Atomwaffenverzicht ins Grundgesetz

von Martin Böttger

Bis 1995 läuft der Atomwaffensperrvertrag aus. Zu Beginn der 90er Jahre wird  sich eine Überprüfungskommision der Unterzeichnerstaaten mit seinem weiteren Schicksal befassen, Teile der Friedensbewegung, die sich nicht darauf verlassen wollen, formieren sich bereits jetzt, um ihrer Forderung nach einem bundesdeutschen Atomwaffenverzicht im Grundgesetz Nachdruck zu verleihen. Die SPD dagegen setzt auf die deutsch-französische Militärzusammenarbeit und das Erringen "politischer Mehrheiten" in beiden Ländern, um Strategieänderungen durchzusetzen. Braut sich da neues Konfliktpotential zusammen?

Anfang Dezember hat die SPD-Bundestagsfraktion dem Zusatzprotokoll zum Elysee- Vertrag, das die deutsch-französische Militärzusammenarbeit regelt, zugestimmt. SPD-MdB Karsten Voigt verteidigte bei der Internationalen Aktionskonferenz "Denuklearisieren statt modernisieren - Atomwaffenverzicht ins Grundgesetz" am 25.-27. 11. in Köln brav diese Fraktionslinie. Zwar widerspricht das dem Willen des letzten SPD-Bundesparteitages, die Abschreckung zu überwinden, es entspricht aber dem gleichen Beschluß, der sich für einen "europäischen Pfeiler in der NATO" ausspricht. Atomare Abschreckung, so Voigt, werde von der Achse Bonn-Paris nicht zementiert: "Wie die künftige Strategie aussehen wird, darüber entscheiden politische Mehrheiten in Bonn und Paris. Der Inhalt einer derartigen Strategie", so sei der SPD sowohl von der Bundesregierung als auch von "Berichterstattern des Auswärtigen Ausschusses und des Verteidigungsausschusses der "Assemblee Nationale" versichert worden; "wird völkerrechtlich durch die Protokolle zum Elysee-Vertrag nicht präjudiziert." Der Forderung nach Verankerung des  bundesdeutschen Atomwaffenverzichts irrt Grundgesetz kommt Voigt nichts abgewinnen. Er kündigte stattdessen die Vorlage einer Entschließung durch die SPD-Fraktion an, den Atomwaffensperrvertrag (korrekte Übersetzung: Nichtverbreitungsvertrag) über 1995 hinaus unbefristet zu verlängern. Sollte er nicht verschärft werden, weil er z. B. BRD-Teilhabe an einer multinationalen, westeuropäischen Atom-streitmacht nicht verbietet? Voigt dazu; "Wir sind nicht dafür, den Vertrag zu kündigen." 

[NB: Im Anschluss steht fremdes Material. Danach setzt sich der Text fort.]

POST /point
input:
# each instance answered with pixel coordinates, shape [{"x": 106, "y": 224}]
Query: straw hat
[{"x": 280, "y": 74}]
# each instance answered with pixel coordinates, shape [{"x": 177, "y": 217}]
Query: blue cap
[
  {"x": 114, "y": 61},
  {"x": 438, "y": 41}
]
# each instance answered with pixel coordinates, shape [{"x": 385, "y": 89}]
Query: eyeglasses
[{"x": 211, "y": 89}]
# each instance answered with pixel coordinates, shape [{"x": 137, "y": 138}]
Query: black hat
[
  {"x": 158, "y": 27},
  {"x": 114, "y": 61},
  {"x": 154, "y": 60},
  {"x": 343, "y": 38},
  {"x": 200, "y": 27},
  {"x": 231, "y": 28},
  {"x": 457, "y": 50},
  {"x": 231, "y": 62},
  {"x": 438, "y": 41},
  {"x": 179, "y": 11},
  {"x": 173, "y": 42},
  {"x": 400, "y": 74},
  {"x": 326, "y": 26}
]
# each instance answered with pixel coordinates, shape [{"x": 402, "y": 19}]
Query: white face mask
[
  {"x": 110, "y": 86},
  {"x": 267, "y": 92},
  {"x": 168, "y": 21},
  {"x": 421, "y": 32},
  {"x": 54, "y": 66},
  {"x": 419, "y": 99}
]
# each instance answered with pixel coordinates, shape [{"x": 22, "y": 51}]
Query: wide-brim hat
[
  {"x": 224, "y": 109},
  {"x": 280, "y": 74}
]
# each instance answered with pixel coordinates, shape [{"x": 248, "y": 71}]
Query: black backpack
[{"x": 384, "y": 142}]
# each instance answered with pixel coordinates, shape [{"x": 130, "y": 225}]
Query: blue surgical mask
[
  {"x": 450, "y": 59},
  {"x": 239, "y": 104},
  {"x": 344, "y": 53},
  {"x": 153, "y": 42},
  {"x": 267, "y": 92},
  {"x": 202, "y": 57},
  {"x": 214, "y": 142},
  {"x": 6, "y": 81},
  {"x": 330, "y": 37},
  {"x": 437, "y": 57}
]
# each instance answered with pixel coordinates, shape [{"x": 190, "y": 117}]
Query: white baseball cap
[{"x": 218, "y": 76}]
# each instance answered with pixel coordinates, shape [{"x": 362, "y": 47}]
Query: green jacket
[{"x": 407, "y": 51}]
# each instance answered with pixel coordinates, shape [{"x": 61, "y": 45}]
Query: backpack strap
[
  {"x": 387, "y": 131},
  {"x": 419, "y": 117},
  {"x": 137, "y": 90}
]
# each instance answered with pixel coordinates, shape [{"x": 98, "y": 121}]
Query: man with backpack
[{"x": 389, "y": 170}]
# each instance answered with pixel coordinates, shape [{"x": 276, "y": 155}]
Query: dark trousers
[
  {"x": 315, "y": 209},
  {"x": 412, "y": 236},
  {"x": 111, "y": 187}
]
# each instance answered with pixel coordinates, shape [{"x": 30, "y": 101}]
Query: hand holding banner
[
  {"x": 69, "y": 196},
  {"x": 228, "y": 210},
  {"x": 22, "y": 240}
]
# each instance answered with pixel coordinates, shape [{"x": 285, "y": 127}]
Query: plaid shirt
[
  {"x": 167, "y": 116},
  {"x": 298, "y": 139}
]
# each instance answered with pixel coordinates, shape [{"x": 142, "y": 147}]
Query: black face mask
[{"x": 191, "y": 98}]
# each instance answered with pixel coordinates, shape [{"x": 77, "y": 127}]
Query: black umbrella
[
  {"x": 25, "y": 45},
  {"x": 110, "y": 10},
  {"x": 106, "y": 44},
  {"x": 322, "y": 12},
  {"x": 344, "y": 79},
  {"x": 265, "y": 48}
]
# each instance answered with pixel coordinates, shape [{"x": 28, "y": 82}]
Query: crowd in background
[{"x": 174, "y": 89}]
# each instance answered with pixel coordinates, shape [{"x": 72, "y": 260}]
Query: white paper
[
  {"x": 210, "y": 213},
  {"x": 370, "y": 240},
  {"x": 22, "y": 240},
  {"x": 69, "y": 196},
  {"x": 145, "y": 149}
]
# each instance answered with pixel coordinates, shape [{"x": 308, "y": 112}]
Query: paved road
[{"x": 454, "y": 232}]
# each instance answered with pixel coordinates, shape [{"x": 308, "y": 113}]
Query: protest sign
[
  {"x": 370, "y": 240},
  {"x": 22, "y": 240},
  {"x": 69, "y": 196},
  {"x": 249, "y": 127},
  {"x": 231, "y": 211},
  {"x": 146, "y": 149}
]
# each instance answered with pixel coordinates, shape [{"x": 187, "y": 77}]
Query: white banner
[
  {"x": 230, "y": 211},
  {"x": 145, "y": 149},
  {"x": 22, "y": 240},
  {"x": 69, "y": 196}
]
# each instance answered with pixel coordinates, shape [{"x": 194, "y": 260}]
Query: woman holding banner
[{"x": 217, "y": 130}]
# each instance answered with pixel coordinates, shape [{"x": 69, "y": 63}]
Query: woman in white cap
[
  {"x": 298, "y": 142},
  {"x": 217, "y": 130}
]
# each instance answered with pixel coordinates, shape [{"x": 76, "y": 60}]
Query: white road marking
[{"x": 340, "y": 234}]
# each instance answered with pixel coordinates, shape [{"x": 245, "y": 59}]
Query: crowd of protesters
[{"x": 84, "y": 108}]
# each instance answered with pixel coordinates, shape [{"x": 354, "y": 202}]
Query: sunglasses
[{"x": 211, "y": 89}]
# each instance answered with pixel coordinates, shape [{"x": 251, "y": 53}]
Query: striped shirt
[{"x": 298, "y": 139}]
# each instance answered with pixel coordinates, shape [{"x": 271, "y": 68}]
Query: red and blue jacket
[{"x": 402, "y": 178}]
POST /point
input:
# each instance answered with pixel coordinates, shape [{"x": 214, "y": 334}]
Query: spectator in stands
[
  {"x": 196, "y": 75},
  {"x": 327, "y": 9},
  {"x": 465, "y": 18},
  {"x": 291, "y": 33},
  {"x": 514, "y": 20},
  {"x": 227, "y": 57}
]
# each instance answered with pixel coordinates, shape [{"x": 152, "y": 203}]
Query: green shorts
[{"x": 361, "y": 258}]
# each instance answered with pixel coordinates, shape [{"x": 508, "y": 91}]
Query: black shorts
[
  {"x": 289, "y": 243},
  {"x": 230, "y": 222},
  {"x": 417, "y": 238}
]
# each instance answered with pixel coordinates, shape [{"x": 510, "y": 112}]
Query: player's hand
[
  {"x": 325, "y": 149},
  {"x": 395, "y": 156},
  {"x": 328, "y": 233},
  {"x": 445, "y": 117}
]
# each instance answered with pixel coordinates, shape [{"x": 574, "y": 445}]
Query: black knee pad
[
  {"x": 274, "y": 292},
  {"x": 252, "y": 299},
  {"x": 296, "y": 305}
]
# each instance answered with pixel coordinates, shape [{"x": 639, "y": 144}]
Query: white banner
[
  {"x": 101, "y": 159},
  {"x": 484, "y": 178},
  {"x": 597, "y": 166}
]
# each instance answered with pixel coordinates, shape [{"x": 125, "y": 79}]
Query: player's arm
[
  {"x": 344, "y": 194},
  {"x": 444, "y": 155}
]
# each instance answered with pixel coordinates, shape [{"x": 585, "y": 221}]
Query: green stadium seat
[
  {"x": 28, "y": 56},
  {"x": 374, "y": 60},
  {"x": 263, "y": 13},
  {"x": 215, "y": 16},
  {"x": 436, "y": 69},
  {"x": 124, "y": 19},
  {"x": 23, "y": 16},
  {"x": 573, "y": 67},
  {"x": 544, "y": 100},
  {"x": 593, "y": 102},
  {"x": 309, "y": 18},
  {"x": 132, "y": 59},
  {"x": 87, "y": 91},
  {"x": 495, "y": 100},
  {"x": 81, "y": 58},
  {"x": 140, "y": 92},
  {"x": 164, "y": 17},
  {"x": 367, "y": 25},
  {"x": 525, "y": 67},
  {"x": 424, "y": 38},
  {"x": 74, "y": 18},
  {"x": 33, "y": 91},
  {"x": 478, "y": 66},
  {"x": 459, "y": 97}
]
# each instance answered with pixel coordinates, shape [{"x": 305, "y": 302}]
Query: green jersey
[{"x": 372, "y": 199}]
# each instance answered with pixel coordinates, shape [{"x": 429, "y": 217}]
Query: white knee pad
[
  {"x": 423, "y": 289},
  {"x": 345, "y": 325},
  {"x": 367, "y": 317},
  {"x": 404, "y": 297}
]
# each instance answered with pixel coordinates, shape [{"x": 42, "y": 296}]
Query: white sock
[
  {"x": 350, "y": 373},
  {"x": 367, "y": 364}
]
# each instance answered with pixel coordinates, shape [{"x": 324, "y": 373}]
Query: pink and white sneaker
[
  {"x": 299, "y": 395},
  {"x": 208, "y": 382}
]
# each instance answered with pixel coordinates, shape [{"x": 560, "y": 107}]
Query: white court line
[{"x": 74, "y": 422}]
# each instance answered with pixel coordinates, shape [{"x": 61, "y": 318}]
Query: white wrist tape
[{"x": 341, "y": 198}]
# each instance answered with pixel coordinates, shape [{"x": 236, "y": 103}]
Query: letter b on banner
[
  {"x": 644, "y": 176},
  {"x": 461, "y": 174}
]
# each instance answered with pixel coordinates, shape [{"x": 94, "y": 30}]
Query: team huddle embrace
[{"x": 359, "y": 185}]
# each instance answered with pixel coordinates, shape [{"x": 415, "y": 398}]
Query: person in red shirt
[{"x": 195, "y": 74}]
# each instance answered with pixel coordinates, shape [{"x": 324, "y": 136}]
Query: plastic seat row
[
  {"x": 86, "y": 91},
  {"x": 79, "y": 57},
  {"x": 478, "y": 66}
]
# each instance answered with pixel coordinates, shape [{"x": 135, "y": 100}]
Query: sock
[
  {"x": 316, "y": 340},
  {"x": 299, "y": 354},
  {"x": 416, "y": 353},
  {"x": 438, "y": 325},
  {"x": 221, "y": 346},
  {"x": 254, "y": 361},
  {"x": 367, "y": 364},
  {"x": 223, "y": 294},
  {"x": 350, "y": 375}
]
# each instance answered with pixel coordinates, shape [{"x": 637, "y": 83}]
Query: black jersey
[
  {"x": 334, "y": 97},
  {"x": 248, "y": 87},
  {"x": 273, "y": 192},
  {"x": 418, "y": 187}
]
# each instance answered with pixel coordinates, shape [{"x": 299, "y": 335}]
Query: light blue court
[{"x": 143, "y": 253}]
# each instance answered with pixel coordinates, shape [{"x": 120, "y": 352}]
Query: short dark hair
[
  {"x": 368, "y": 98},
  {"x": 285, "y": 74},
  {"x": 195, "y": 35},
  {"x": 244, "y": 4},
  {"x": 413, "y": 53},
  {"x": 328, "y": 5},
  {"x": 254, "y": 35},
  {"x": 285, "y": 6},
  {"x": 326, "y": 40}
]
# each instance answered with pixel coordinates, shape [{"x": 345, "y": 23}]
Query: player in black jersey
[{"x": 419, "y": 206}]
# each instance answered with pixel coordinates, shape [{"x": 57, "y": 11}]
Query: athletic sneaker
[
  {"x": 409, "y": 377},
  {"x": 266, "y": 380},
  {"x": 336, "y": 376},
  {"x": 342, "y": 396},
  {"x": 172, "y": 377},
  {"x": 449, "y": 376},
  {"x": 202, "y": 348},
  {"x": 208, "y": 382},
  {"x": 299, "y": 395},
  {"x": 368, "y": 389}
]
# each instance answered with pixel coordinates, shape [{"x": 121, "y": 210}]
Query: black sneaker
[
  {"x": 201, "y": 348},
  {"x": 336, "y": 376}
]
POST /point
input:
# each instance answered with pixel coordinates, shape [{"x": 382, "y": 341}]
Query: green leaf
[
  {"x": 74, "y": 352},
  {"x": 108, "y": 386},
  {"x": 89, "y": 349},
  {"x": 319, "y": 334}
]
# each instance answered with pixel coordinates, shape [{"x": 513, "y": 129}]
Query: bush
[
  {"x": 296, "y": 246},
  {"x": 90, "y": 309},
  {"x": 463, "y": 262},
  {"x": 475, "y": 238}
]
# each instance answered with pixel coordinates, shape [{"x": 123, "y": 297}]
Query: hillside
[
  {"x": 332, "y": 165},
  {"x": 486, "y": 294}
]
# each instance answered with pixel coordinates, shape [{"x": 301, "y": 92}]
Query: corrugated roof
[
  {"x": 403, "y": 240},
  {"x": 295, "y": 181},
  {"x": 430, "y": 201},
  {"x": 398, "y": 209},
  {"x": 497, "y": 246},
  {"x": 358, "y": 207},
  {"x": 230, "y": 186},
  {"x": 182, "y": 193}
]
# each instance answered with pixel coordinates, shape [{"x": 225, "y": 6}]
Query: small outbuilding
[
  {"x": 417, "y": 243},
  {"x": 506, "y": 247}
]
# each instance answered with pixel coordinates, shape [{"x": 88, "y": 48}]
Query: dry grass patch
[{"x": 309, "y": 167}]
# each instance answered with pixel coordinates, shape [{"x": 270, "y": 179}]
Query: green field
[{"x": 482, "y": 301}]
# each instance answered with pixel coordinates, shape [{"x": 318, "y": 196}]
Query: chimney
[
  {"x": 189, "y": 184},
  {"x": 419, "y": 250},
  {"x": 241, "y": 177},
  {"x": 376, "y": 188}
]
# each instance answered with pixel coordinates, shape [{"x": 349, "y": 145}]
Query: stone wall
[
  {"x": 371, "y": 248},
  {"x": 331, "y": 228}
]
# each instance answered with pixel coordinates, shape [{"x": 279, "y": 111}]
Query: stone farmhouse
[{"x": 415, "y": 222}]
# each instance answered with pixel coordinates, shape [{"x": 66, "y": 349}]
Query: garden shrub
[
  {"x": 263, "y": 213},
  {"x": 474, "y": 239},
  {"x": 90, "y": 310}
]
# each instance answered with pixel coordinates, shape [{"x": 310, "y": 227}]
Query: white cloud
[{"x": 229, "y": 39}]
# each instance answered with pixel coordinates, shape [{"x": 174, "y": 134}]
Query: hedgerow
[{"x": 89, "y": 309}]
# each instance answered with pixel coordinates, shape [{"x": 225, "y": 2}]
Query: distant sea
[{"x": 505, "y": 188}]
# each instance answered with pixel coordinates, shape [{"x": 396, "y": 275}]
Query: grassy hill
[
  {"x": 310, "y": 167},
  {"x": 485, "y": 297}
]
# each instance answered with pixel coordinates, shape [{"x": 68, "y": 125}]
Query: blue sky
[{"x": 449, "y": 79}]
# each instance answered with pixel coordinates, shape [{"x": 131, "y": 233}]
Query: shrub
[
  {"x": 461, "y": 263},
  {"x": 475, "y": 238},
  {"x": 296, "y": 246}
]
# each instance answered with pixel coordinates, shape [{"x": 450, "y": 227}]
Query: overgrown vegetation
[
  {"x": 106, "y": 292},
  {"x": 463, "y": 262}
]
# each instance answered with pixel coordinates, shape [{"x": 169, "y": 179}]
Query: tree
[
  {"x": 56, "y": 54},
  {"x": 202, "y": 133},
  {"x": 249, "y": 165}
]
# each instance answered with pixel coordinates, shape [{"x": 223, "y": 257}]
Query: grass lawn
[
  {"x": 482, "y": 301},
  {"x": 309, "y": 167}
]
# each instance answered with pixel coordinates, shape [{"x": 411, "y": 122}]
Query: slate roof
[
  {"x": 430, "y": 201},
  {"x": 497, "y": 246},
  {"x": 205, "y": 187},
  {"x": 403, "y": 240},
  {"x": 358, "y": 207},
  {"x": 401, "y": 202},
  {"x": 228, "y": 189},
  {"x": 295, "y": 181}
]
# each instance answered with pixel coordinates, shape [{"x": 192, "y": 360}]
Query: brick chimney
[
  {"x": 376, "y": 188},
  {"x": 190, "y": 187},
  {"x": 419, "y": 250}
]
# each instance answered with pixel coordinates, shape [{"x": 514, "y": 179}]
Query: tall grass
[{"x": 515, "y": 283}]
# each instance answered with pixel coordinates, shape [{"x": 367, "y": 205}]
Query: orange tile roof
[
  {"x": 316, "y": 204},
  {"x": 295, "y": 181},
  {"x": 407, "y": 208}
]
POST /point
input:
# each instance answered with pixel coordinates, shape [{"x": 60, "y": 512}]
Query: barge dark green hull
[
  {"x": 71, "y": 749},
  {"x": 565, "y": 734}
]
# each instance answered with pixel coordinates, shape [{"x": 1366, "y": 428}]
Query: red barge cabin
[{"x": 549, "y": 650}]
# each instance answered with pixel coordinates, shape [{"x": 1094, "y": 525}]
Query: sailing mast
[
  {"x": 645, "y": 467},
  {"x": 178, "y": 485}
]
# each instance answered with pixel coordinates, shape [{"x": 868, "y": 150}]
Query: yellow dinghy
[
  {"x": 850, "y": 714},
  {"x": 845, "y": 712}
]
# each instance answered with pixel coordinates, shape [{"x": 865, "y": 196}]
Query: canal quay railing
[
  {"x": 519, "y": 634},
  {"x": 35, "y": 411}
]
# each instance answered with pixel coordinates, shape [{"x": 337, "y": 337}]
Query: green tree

Das Vertrauen der Konferenzteilnehmerinnen hatte er dadurch nicht eben erhöht. Sie forderten daher eine Grundgesetzergänzung mit folgendem Wortlaut:
"Die BRD verzichtet auf die Entwicklung und Herstellung, den Besitz oder Mitbesitz, die Verwendung von und Mitverfügung über Atomwaffen. Die Mitwirkung an der Entwicklung und Herstellung von Atomwaffen eines anderen Staates ist verboten."

Bis zum 8. Mai sollen Abgeordnete des Bundestages eine solche Initiative - überparteilich - einbringen. Parallel dazu sollen in der Bevölkerung Unterschriften für eine entsprechende Petition gesammelt werden.

Bemerkenswert an diesem Kampagnenvorhaben ist, daß es früher als in der Vergangenheit der Friedensbewegung üblich, in einen politischen Prozeß (Aufbau der Plutoniumindustrie, Verhandlungen über den Atomwaffensperrvertrag) eingreift. Doch damit sind gleichzeitig seine Probleme beschrieben. Wie wichtig ist das Anliegen jetzt? Vertreter der Jungsozialisten, die sich von Karsten Voigts Linie deutlich distanzierten, wiesen auf das "vorrangige" Problem bereits existierender US-Atomwaffen in der BRD hin. Anwesende Grüne sahen in diesem Hinweis den Versuch, ein für die SPD unangenehmes Thema "niedrig zu hängen. Nur wenige - wie die heute grünen-nahen Jungdemokraten - artikulieren ein Unbehagen darüber, daß sich die Kampagne vorschnell auf einen parlamentarischen Streit orientiere, statt zunächst Konzepte für eine außerparlamentarische Bewegung zu entwickeln.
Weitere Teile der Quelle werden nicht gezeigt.